Find out which learning algorithm is better or worse than the others in a systematic manner.

Paper can be downloaded here.

Key Points

The top models are: Boosted decision trees, random forests, bagged decision trees, SVM, neural networks.
The worst models are: Naive Bayes, Logistic Regression, Decision Trees.
Even the best model can perform poorly on some datasets. Note that the results present means the algorithm ranked top performs in general the best, albeit it performs poorly in some datasets.
If a model selection is done by looking into the test set (data snooping), the final model performance increases, which is expected. However, models with the high variance increases the most (like ANN, SVM, but not boosted or bagged models, which decreases variance but increases bias), because validation sets does not always select the model with the best performance on the final test set.
Platt Scaling and Isotonic Regression are techniques to scale a classification of a model to posterior probabilities (i.e. [0,1] scale).

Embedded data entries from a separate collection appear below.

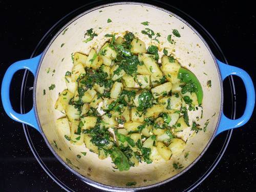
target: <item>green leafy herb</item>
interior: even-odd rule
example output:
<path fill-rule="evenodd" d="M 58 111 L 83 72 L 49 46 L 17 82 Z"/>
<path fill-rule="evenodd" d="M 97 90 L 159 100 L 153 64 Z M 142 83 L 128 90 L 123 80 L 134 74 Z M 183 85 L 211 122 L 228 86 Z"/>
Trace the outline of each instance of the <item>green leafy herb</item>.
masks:
<path fill-rule="evenodd" d="M 151 149 L 150 148 L 142 147 L 141 151 L 144 161 L 147 164 L 152 163 L 152 161 L 150 158 Z"/>
<path fill-rule="evenodd" d="M 169 61 L 170 62 L 175 62 L 175 59 L 173 57 L 173 56 L 169 56 L 168 57 L 168 59 L 169 60 Z"/>
<path fill-rule="evenodd" d="M 211 81 L 210 80 L 208 80 L 207 82 L 207 86 L 208 88 L 211 87 Z"/>
<path fill-rule="evenodd" d="M 186 152 L 184 155 L 184 158 L 187 159 L 187 157 L 188 157 L 188 155 L 189 155 L 189 152 Z"/>
<path fill-rule="evenodd" d="M 163 54 L 164 55 L 168 55 L 168 51 L 167 50 L 165 49 L 165 48 L 164 48 L 163 49 Z"/>
<path fill-rule="evenodd" d="M 199 131 L 202 131 L 202 128 L 200 128 L 199 124 L 197 124 L 195 121 L 193 121 L 191 130 L 195 131 L 196 133 L 198 133 Z"/>
<path fill-rule="evenodd" d="M 197 84 L 190 80 L 182 87 L 182 89 L 181 89 L 181 93 L 184 94 L 187 92 L 190 93 L 196 93 L 197 91 L 198 88 Z"/>
<path fill-rule="evenodd" d="M 179 162 L 173 163 L 173 166 L 175 169 L 180 169 L 184 167 L 184 166 L 182 166 L 182 165 L 181 164 L 180 164 L 180 163 Z"/>
<path fill-rule="evenodd" d="M 174 44 L 174 42 L 173 42 L 173 40 L 172 39 L 172 35 L 168 35 L 167 36 L 167 40 L 171 44 Z"/>
<path fill-rule="evenodd" d="M 139 106 L 138 111 L 142 111 L 144 109 L 150 108 L 153 105 L 153 96 L 148 91 L 145 91 L 141 93 L 139 96 Z"/>
<path fill-rule="evenodd" d="M 141 24 L 142 24 L 143 25 L 148 25 L 148 24 L 150 22 L 144 22 L 141 23 Z"/>
<path fill-rule="evenodd" d="M 118 148 L 115 146 L 113 147 L 110 157 L 112 161 L 120 172 L 129 170 L 130 165 L 128 159 Z"/>
<path fill-rule="evenodd" d="M 151 39 L 152 38 L 153 36 L 155 35 L 155 32 L 154 31 L 150 28 L 145 28 L 144 30 L 141 31 L 141 33 L 147 35 Z"/>
<path fill-rule="evenodd" d="M 93 31 L 93 29 L 91 28 L 86 31 L 86 33 L 84 34 L 84 37 L 86 36 L 89 36 L 89 37 L 82 41 L 83 42 L 87 42 L 93 39 L 94 37 L 98 36 L 97 34 Z"/>
<path fill-rule="evenodd" d="M 189 126 L 189 123 L 188 122 L 188 115 L 187 114 L 187 110 L 185 106 L 181 108 L 181 112 L 183 114 L 183 118 L 185 123 L 187 126 Z"/>
<path fill-rule="evenodd" d="M 49 87 L 49 90 L 53 90 L 55 88 L 55 85 L 54 84 L 52 84 L 51 86 Z"/>
<path fill-rule="evenodd" d="M 155 55 L 155 59 L 158 60 L 159 58 L 158 55 L 158 48 L 156 46 L 150 46 L 147 48 L 147 53 Z"/>
<path fill-rule="evenodd" d="M 177 37 L 180 37 L 180 33 L 179 33 L 179 31 L 177 29 L 173 30 L 173 34 Z"/>
<path fill-rule="evenodd" d="M 166 113 L 164 113 L 163 114 L 163 119 L 164 122 L 167 124 L 169 124 L 169 123 L 170 122 L 170 120 L 172 120 L 169 115 L 168 115 Z"/>
<path fill-rule="evenodd" d="M 135 181 L 134 182 L 129 182 L 126 183 L 126 186 L 132 186 L 132 185 L 136 185 L 137 183 Z"/>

Run multiple learning algorithms against 11 problems each with a 5-fold cross-validation for model selection.
All learning algorithms: Support Vector Machines (SVMs), Artificial Neural Network (ANN), Logistic Regression (LOGREG), Naive Bayes (NB), K Nearest Neighbours (KNN), Random Forests (RF), Decision Trees (DT), Bagged Trees (BAG-DT), Boosted Trees (BST-DT), Boosted Stumps (BST-STMP).
Training size is 5000, and the rest of the data is always testing set.
A total of 8 metrics, including accuracy, area under ROC curve, etc.
Scores are calibrated via Platt Scaling or Isotonic Regression for models that give binary output.